1 PARATA – categoria Hura Ava Tau, amatori.
O Parata teie i te hēe ‘are!
Sono i Parata che avanzano come le onde dell’oceano!

Gruppo dell’atollo di Anaa, isola dell’arcipelago delle Tuamotu. Parata è il nome dello squalo oceanico, soprannome dei feroci guerrieri di Anaa, soliti razziare gli atolli vicini. Dopo aver saccheggiato le Tuamotu centrali, spostarono le loro conquiste verso isole più lontane come Vahitahi, atollo nell’area est dell’arcipelago, ma le razzie più sanguinose furono quelle nelle isole della zona ovest, per il gruppo chiamato Mihiroa che comprende Kaukura, Rangiroa, Tikehau, Mataiva, Arutua, Apataki e l’isola alta di Makatea. Ancora oggi esiste rivalità fra i due gruppi, ho assistito a uno scambio di battute fra il critico televisivo John Mairai, che vanta antenati a Mihiroa, e i Parata, tutt’altro che amichevoli!
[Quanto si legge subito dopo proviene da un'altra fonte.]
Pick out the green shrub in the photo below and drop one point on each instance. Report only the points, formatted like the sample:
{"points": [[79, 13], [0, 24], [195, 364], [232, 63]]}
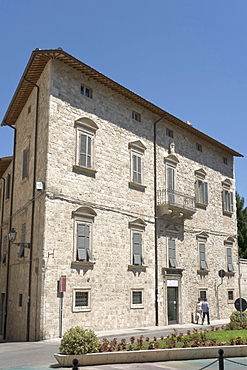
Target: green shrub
{"points": [[78, 341], [235, 316]]}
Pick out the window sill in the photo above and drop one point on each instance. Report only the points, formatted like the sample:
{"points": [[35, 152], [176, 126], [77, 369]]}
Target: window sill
{"points": [[84, 170], [137, 268], [136, 186], [202, 272]]}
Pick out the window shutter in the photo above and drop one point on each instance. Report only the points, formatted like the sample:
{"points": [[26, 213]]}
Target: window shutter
{"points": [[23, 233], [25, 163], [137, 170], [205, 188], [83, 242], [224, 202], [83, 146], [170, 184], [4, 249], [137, 248], [231, 201], [172, 252], [203, 263], [229, 259]]}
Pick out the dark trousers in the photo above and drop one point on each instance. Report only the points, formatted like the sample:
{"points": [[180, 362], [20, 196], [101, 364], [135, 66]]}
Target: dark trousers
{"points": [[203, 317]]}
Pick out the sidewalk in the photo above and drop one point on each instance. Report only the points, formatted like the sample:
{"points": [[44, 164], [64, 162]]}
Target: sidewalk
{"points": [[40, 355]]}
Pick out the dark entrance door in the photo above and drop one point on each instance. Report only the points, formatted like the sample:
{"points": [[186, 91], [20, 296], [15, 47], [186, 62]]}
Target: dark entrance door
{"points": [[172, 300]]}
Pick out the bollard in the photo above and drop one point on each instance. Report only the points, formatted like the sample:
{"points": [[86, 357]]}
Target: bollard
{"points": [[75, 363], [221, 359]]}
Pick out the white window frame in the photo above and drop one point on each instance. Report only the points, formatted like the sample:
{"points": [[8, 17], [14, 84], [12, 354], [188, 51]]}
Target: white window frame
{"points": [[233, 298], [137, 305], [82, 308], [4, 249], [25, 163], [172, 260], [86, 127], [136, 168], [83, 216], [136, 116], [137, 150], [86, 91]]}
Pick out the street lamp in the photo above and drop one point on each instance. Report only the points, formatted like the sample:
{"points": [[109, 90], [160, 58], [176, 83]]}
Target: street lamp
{"points": [[12, 237]]}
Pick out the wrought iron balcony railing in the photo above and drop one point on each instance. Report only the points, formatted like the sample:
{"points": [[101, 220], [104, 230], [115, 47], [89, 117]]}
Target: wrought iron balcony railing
{"points": [[174, 201]]}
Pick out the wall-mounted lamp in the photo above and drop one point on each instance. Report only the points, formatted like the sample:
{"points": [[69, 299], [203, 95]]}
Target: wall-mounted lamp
{"points": [[12, 237]]}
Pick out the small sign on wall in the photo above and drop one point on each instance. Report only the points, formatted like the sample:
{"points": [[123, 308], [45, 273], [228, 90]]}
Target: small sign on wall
{"points": [[62, 284], [172, 283]]}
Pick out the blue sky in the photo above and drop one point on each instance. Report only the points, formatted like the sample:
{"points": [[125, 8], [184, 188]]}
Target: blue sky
{"points": [[187, 56]]}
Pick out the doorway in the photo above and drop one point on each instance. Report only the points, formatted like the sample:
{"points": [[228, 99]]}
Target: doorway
{"points": [[172, 303]]}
Il gruppo ci narra la storia di Fairua e sua figlia che da Anaa fecero rotta sulla piroga Temanu verso le Mihiroa per procurarsi legno di miro, Thespesia populnea, il più appropriato per costruire le lance. Alberi di questa essenza erano comuni a Rangiroa sulla terra dei Tevaro a nord-ovest dell’atollo, in una zona che si chiamava Temiromiro.
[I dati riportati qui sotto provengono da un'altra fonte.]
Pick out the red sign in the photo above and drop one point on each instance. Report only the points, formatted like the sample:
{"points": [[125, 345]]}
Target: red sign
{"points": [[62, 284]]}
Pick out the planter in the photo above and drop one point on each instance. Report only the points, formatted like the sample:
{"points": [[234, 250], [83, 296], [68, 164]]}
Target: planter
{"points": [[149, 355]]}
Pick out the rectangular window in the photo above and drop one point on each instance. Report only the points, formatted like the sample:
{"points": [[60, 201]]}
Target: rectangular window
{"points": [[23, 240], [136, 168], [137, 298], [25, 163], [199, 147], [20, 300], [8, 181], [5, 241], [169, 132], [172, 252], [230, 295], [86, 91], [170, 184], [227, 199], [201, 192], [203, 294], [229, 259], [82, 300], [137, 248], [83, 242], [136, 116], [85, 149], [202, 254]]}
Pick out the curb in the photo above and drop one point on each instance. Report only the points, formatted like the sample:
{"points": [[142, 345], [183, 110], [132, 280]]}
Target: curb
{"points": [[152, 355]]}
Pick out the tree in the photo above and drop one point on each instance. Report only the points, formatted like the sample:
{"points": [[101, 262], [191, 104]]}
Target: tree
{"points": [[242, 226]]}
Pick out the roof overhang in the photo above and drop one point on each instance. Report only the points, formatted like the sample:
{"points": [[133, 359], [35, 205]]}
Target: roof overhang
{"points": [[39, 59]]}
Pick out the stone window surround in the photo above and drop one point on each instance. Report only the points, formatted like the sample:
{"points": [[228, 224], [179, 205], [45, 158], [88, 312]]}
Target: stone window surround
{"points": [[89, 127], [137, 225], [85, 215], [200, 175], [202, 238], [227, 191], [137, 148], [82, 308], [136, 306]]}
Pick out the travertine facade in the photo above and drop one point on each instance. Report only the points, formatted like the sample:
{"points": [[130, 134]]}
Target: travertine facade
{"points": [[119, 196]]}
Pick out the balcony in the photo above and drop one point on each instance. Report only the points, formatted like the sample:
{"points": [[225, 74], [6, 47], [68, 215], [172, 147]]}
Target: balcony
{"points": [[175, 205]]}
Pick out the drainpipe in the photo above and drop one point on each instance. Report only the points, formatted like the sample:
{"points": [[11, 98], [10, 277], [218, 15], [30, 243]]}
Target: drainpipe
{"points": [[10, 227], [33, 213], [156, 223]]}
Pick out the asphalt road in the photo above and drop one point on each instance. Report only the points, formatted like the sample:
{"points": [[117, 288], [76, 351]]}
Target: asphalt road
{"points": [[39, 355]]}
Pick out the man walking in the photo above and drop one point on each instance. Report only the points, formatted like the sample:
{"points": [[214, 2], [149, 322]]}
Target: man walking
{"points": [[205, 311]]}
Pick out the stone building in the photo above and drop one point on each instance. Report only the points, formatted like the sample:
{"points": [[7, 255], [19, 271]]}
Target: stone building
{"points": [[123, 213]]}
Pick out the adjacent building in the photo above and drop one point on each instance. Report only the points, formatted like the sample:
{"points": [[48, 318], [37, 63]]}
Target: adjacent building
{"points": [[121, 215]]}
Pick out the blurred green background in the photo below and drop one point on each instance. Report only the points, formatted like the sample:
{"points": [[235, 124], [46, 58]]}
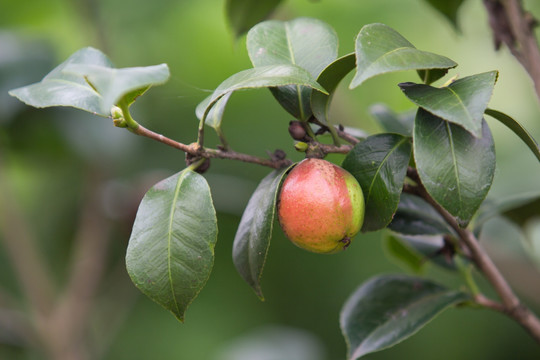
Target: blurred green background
{"points": [[54, 162]]}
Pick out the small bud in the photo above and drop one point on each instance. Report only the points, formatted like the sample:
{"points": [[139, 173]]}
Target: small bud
{"points": [[297, 131], [117, 113], [301, 146]]}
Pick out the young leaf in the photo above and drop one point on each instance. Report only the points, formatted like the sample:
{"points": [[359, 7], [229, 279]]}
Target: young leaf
{"points": [[455, 167], [243, 14], [171, 250], [380, 50], [88, 81], [387, 309], [120, 85], [414, 216], [308, 43], [65, 89], [329, 78], [463, 102], [261, 77], [379, 163], [253, 236], [392, 122], [517, 129]]}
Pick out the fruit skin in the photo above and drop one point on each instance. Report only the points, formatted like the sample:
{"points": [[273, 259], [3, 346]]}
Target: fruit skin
{"points": [[321, 206]]}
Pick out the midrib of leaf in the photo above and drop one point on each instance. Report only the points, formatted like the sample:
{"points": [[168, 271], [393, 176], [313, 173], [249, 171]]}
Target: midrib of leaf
{"points": [[382, 163], [454, 161], [387, 54], [469, 117], [169, 237], [398, 312], [293, 60]]}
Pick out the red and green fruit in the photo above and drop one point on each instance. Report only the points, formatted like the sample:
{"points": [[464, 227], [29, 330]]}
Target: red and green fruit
{"points": [[321, 206]]}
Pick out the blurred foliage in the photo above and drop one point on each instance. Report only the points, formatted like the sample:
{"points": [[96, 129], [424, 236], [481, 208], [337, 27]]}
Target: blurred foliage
{"points": [[50, 157]]}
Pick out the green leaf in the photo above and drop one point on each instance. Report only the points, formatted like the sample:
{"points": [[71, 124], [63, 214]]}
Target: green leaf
{"points": [[88, 81], [261, 77], [308, 43], [387, 309], [448, 8], [402, 252], [380, 50], [519, 130], [243, 14], [252, 239], [414, 216], [379, 163], [455, 167], [171, 250], [329, 78], [392, 122], [66, 89], [120, 85], [463, 102]]}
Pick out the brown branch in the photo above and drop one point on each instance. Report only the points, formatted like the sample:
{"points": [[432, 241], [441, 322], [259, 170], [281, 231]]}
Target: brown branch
{"points": [[514, 27], [511, 305]]}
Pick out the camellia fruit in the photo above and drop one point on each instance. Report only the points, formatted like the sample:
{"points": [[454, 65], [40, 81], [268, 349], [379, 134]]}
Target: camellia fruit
{"points": [[321, 206]]}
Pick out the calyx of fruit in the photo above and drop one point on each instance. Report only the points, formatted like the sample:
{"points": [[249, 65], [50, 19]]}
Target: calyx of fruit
{"points": [[321, 206]]}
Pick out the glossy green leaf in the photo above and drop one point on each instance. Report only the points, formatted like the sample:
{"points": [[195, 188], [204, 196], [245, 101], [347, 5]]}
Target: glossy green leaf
{"points": [[66, 89], [447, 8], [308, 43], [261, 77], [379, 163], [403, 253], [387, 309], [252, 239], [414, 216], [243, 14], [88, 81], [120, 85], [380, 50], [392, 122], [329, 78], [171, 250], [463, 102], [455, 167], [519, 130]]}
Appena arrivati gli uomini di Fairua incontrarono degli anziani che vivevano in un luogo isolato, li uccisero e li impalarono per conficcarne i corpi negli anfratti profondi della barriera di corallo. Venuti a conoscenza del il misfatto, i guerrieri di Rangiroa decisero di vendicarsi, attesero una notte piovosa e di forte vento per sorprenderli con facilità e massacrarli, e ci riuscirono. Li ammazzarono tutti, a eccezione di Fairua e della figlia che volevano fare prigionieri, ma il feroce guerriero si difendeva strenuamente sferrando colpi con la sua lancia a doppia punta. L’unico modo per fermarlo era uccidere la ragazza: come Fairua ne vide il corpo inanimato, la prese fra le braccia e si lasciò uccidere.
I due guerrieri Tutahiriragi e Temanui che erano rimasti a bordo della piroga Temanu tornarono a Anaa per portare la triste notizia. Il guerriero Rongo, infuriato, brandì la sua lancia Pahuga tokerau, radunò un centinaio di grandi piroghe e partì in cerca di vendetta.
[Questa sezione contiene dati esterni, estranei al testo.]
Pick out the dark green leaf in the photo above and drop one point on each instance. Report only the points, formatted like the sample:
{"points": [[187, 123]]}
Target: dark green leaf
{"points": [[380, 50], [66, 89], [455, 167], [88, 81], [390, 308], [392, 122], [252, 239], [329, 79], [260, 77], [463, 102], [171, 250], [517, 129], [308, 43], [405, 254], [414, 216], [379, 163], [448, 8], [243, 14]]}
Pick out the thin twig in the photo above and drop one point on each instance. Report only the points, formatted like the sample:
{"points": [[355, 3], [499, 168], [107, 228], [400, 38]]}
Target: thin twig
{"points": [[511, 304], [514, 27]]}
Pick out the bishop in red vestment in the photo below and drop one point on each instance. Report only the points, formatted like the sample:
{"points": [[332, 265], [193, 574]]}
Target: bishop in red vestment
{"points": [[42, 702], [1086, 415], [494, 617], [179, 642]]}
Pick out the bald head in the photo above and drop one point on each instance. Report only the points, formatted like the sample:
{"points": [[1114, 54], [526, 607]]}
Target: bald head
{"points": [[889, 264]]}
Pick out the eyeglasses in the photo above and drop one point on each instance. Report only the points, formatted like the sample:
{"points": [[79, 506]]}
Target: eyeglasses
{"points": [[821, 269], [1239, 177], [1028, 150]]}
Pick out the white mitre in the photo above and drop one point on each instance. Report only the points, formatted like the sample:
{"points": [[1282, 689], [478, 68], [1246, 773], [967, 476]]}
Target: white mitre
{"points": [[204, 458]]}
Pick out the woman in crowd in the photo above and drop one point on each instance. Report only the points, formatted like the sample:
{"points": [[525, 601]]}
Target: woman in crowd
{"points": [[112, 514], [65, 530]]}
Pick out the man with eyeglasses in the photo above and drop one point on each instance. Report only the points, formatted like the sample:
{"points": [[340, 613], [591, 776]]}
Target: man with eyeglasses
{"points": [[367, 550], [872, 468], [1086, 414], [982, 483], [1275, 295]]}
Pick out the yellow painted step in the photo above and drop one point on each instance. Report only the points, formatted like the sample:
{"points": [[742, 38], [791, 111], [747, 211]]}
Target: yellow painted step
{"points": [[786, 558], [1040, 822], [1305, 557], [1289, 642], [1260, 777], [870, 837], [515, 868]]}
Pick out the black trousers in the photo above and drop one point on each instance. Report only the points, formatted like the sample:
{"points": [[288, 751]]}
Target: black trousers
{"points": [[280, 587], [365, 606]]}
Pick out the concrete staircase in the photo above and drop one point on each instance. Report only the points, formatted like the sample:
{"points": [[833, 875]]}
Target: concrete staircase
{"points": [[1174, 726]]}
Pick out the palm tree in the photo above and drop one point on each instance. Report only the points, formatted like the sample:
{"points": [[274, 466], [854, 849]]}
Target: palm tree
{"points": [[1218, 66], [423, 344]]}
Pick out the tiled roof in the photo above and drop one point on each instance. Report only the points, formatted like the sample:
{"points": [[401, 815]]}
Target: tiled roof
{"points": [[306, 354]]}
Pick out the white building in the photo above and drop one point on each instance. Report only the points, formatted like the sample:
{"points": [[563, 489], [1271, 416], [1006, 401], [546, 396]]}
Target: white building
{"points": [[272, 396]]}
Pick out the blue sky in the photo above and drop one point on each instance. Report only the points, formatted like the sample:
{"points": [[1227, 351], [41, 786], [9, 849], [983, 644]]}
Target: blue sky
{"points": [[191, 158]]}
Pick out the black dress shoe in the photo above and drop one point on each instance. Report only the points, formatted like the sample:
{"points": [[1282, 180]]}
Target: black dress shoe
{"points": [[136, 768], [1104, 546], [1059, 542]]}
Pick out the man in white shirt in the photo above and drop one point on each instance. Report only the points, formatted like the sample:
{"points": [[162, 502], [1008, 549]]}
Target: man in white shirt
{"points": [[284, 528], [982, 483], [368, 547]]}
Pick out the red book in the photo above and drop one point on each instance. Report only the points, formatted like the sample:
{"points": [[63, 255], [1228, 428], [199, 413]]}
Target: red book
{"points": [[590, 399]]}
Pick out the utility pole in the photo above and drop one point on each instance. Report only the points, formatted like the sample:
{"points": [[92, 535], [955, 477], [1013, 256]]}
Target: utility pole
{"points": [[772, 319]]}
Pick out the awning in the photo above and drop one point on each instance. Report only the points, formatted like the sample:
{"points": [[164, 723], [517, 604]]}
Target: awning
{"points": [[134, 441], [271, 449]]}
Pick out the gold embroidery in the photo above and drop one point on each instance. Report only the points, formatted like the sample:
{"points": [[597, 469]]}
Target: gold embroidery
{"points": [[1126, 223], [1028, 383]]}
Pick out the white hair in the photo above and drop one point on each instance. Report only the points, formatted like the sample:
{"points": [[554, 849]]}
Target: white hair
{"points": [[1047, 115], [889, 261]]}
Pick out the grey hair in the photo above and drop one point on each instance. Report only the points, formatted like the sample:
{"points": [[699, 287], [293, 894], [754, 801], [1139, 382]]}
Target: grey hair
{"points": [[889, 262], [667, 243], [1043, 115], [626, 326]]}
Il viaggio dei Parata fu accompagnato da mare e vento forti, i tuoni ruggivano e una fitta pioggia spazzava le onde. Quando li vide arrivare, la gente di Rangiroa esclamò: O Parata teie, ua pau tatou! Sono i parata, siamo perduti!
O Parata teie i te hēe ‘are Sono i parata che avanzano come le onde dell’oceano! Ancora oggi gli anziani ricordano questa frase che sottolinea come i feroci guerrieri di Anaa non avessero paura di affrontare la furia dell’oceano.
Alcuni degli abitanti di Rangiroa furono uccisi, altri si rifugiarono a Makatea, ma vennero seguiti dai Parata e, insieme agli abitanti di quest’isola alta, l’unica dell’arcipelago delle Tuamotu, si rifugiarono nelle profonde caverne delle falesie calcaree. Uno dei modi per stanarli, approfittando della fame che li attanagliava, era di mettere delle mandorle di cocco essiccato all’ingresso delle grotte. Solo Taia, veloce scalatore di falesie, riuscì a fuggire arrampicandosi e non venne catturato.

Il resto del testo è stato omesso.